For the Australian country singer, see Brad Cox (musician).
For the American indie rock musician, see Bradford Cox. For the racehorse trainer, see Brad H. Cox.
The former firehouse factory at 75 Glen Road, Sandy Hook, Connecticut, where the Stepstone company was housed in the late 1980s, founded by Brad Cox and Tom Love for releasing the Objective-C programming language
Brad J. Cox (May 2, 1944 – January 2, 2021)[1] was an American computer scientist who was known mostly for creating the Objective-Cprogramming language with his business partner Tom Love and for his work in software engineering (specifically software reuse) and software componentry.
Biography
Cox received his Bachelor of Science Degree in Organic Chemistry and Mathematics from Furman University,[2]
and his Ph.D. from the Department of Mathematical Biology at the University of Chicago.[3]
Among his first known software projects, he wrote a PDP-8 program for simulating clusters of neurons.[4][5]
He worked at the National Institutes of Health and Woods Hole Oceanographic Institute before moving into the software profession.[6]
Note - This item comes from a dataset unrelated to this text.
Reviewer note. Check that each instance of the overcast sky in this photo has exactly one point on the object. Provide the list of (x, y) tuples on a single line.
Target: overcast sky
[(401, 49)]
Although Cox invented his own programming language, Objective-C, which he used in his early career, he stated in an interview for the Masterminds of Programming book that he wasn't interested in programming languages but rather in software components, and he regarded languages as mere tools for building and combining parts of software.[7]
Cox was also an entrepreneur, having founded the Stepstone company together with Tom Love for releasing the first Objective-C implementation. Later, NeXT acquired Objective-C from Stepstone. Objective-C continued to be the primary programming language for writing software for Apple's OS X and iOS.[8]
Awards
Online course "Taming the Electronic Frontier" won a Paul Allen Distance Education Award ($25,000) in 1998.[9][10]